The study will be conducted considering the following methodological aspects.

3.1 Study design: An open label randomized clinical control trial study.

3.2 Study duration: From the date of randomization to next 3 months or till death whichever one will be earlier

3.3 Study place: Department of Hepatology, Sir Salimullah Medical College Mitford Hospital

3.4 Study population: Patients diagnosed as advanced Hepatocellular Carcinoma by imaging, cytology or histology with no option of resectibility will be selected for the study.

3.5 Sample size calculation:

"n=" "P1" ("1-P1" )"+P2" ("1-P2" )/("P1" -"P2" )^2 ×〖(Zα+Zβ)〗^2

P1= Proportion of patients developed objective response in one arm (Lenvatinib group) P2= Proportion of patients developed objective response in another arm (Sorafenib group) Zα= Z-value (two tail) at a definite level of significance e.g. 1.96 at 5% level of significance Zβ= Z-value (one tail) at a definite power e.g. 0.84

Here, P1= 40.6% objective response with Lenvatinib (0.406), P2= 12.4% objective response with Sorafenib (0.124), Zα=1.96 and Zβ= 0.8419

n=(0.406(1-0.406)+ 0.124(1-0.124))/〖(0.406-0.124)〗^2 ×〖(1.96+0.84)〗^2 = 34.3 in each group = 35 in each group Total sample number 70 (35 in Lenvatinib group and 35 in Sorafenib group)

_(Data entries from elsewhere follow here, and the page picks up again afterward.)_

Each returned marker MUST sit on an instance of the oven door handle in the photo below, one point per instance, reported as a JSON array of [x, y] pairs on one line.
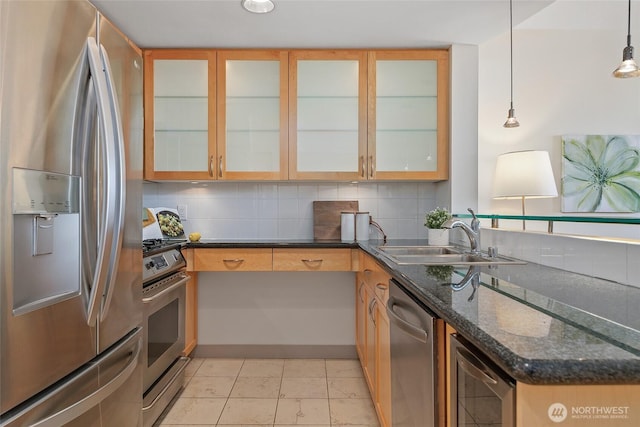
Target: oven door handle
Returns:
[[183, 279], [474, 367]]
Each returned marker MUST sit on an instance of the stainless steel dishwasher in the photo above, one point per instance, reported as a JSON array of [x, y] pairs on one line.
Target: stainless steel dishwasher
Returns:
[[413, 361]]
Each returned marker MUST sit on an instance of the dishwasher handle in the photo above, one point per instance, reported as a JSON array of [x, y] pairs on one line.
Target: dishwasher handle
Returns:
[[474, 367], [414, 331]]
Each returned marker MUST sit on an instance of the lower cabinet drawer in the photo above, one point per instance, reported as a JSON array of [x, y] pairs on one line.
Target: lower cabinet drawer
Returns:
[[312, 259], [223, 259]]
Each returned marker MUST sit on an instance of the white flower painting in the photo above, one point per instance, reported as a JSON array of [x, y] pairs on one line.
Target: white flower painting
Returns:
[[600, 173]]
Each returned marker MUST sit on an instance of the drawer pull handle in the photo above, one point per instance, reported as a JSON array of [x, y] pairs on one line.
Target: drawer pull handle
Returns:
[[211, 166]]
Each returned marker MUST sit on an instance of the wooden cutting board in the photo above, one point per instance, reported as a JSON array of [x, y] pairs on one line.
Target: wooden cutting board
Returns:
[[326, 217]]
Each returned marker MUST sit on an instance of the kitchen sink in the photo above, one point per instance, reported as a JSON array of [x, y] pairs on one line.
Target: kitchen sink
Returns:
[[418, 250], [440, 255]]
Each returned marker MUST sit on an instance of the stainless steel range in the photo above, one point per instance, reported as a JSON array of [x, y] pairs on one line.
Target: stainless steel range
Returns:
[[163, 297]]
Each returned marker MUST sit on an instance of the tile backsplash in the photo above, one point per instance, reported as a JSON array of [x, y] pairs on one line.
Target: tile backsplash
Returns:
[[277, 210]]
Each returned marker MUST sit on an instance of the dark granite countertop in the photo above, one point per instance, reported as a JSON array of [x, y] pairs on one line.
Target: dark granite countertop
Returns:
[[541, 325]]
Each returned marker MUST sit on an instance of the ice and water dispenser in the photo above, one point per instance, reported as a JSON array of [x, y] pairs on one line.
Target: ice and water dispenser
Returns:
[[46, 238]]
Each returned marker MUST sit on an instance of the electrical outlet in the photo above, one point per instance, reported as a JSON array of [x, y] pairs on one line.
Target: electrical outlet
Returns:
[[182, 212]]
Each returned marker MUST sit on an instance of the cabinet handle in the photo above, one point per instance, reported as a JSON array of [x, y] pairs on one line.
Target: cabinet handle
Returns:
[[372, 306]]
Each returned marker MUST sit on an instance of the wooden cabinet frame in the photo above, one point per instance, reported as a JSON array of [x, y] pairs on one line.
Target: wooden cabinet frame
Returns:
[[442, 58], [149, 116], [251, 55], [333, 55]]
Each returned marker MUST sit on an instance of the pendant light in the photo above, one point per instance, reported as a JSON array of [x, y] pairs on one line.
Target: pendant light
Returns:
[[511, 122], [628, 68]]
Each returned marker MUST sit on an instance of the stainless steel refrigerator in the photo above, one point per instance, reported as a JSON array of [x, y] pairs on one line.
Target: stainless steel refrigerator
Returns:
[[70, 229]]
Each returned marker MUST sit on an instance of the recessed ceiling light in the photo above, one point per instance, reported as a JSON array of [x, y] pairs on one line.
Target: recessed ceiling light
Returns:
[[258, 6]]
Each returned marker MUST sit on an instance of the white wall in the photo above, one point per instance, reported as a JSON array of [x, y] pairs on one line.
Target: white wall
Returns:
[[562, 85]]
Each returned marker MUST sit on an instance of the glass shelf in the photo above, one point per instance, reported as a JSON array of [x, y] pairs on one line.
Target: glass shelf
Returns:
[[180, 97], [180, 130], [550, 219]]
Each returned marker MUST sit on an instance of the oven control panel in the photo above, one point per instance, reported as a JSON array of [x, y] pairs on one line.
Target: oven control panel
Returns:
[[162, 263]]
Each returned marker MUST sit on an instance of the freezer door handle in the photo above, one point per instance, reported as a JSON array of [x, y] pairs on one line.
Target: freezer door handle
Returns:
[[84, 391], [80, 407], [117, 172], [107, 212]]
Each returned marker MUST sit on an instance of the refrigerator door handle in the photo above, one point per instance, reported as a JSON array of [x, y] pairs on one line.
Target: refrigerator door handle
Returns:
[[80, 407], [107, 213], [116, 170], [85, 390]]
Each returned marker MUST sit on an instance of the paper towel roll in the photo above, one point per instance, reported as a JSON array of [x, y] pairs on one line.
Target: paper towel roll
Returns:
[[348, 226], [362, 226]]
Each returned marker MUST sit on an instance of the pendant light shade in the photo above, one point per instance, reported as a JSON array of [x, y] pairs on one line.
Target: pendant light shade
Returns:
[[628, 68], [511, 122], [258, 6]]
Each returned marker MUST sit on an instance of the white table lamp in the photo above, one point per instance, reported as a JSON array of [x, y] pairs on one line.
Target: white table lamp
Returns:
[[524, 174]]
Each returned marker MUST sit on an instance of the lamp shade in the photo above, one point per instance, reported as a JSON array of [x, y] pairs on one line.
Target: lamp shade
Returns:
[[522, 174]]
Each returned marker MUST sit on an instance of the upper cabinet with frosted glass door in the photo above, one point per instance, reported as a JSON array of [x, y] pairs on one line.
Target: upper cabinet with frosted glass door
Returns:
[[328, 114], [252, 115], [408, 116], [180, 114]]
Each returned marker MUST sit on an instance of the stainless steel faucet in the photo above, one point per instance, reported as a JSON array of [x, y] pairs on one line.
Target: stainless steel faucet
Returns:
[[473, 232]]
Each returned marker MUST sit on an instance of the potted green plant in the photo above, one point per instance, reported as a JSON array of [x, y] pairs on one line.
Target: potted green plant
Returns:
[[437, 236]]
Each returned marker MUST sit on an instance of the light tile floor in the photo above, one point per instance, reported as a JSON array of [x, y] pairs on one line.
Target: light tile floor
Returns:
[[272, 393]]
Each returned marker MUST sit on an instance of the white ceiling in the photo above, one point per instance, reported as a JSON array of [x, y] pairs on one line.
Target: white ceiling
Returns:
[[316, 23]]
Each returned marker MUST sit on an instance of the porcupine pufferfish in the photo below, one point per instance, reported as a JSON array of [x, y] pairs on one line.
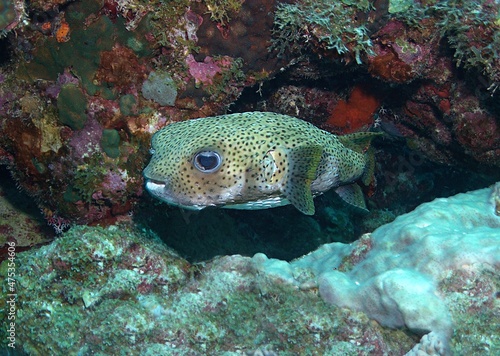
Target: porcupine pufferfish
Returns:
[[254, 160]]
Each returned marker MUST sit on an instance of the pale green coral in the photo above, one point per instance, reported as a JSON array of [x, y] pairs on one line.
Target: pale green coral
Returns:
[[332, 23]]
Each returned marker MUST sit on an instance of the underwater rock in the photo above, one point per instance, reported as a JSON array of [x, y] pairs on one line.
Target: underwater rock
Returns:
[[433, 271], [411, 273]]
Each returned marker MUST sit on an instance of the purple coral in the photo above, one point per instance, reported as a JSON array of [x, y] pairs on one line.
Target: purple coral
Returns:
[[203, 72]]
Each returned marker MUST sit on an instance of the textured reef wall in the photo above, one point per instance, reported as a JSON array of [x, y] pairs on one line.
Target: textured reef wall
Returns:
[[85, 84], [432, 272]]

3.6 Sampling technique and recruitment of study subjects:

Participants of the study will be recruited via 1:1 randomization from patients admitted in the department of Hepatology, Sir Salimullah Medical College Mitford Hospital and diagnosed as a case of advanced Hepatocellular Carcinoma with no option of resectibility.

3.7 Eligibility criteria:

3.7.1 Inclusion criteria:

1. Patients with Hepatocellular Carcinoma (Diagnosed histologically or cytologically or by imaging criteria with CT or MRI) with no option of resectibility (BCLC stage B or C)
2. Age ≥ 18 years

3.7.2 Exclusion criteria:

1. Patients with very early stage Hepatocellular Carcinoma (BCLC stage 0)
2. Patients with early stage Hepatocellular Carcinoma (BCLC stage A)
3. Patients with terminal stage Hepatocellular Carcinoma (BCLC stage D)
4. Patients with Hepatocellular Carcinoma with obvious invasion to bile duct.
5. Patients who received previous systemic therapy for Hepatocellular Carcinoma.

7. Patients with jaundice (serum bilirubin ≥ 3 mg/dl) 8. Patients with aminotransferases ≥ 5ULN 8. Patients with other co-morbid conditions (COPD, CKD, Heart failure, IHD, pregnancy)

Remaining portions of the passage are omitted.